This is the third year for the safety rodeo. The Snoqualmie Police Department started the first safety rodeo in 2004 as a response to the death of 7-year-old Tanner Jeans, who died after being struck by a truck while riding his bicycle on Snoqualmie Ridge.
Last year, the nonprofit Tanner Jeans Memorial Foundation joined the department in producing the safety event. It's one of several local child-safety programs the foundation sponsors.
Laurie Gibbs, foundation president, said the rodeo is a great way to promote safety in a fun-filled way.
In addition to helmet inspections - with free helmets for those without a working helmet - and the bicycle obstacle course, there will be all kinds of other fun: five inflatable bouncing rides, free hotdogs and beverages, face painting, a balloon-sculpting clown and more.
One of the new attractions will be a mountain bike skills demonstration by Snoqualmie residents Justin Rose and Dan Saimo. The two hope to convince the city of Snoqualmie to build a mountain bike skills park with obstacles like those they'll be using at the rodeo - small jumps, teeter-totters and ladders.

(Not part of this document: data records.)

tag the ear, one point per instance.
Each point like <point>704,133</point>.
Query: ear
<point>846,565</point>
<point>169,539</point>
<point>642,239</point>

"Kids are gonna ride bikes," Rose said. "We want to start to show how to ride different technical terrain without having to go out in the woods for the experience."
Gaining experience is much of what the police department's skills course is about, Graham said.
Cones are set up on marked courses to simulate different street situations. The biggest danger Graham said he and other officers see is children not obeying the rules of the road and engaging in risky behaviors while on bicycles, motorized foot scooters and other wheeled vehicles.
This summer, the Snoqualmie City Council passed a new ordinance restricting the use of motorized foot scooters. The bike rodeo will give officers a chance to educate children and their parents on the new rules and how the officers will enforce them, Graham said.
Helmets are required for both bicycles and motorized foot scooters. All the requirements that apply to bicycles regarding operation - obeying traffic signs, signaling turns, wearing lights and reflectors at night, etc., apply to scooters, too. The only difference is scooters are barred from bicycle trails, sidewalks and certain other areas bikes are allowed.
"It's fun for us," Graham said. "We get to hang out with the kids and help them build skills that are very important."
Last year, many youths lined up to try the obstacle course multiple times, competing to get the best time possible, Graham said.
For the past two years, the rodeo was held at Community Park, but this year it will take place from 11 a.m. to 3 p.m. at Cascade View Elementary School, 34816 S.E. Ridge St., Snoqualmie. The event is free but donations will be accepted to help support future events.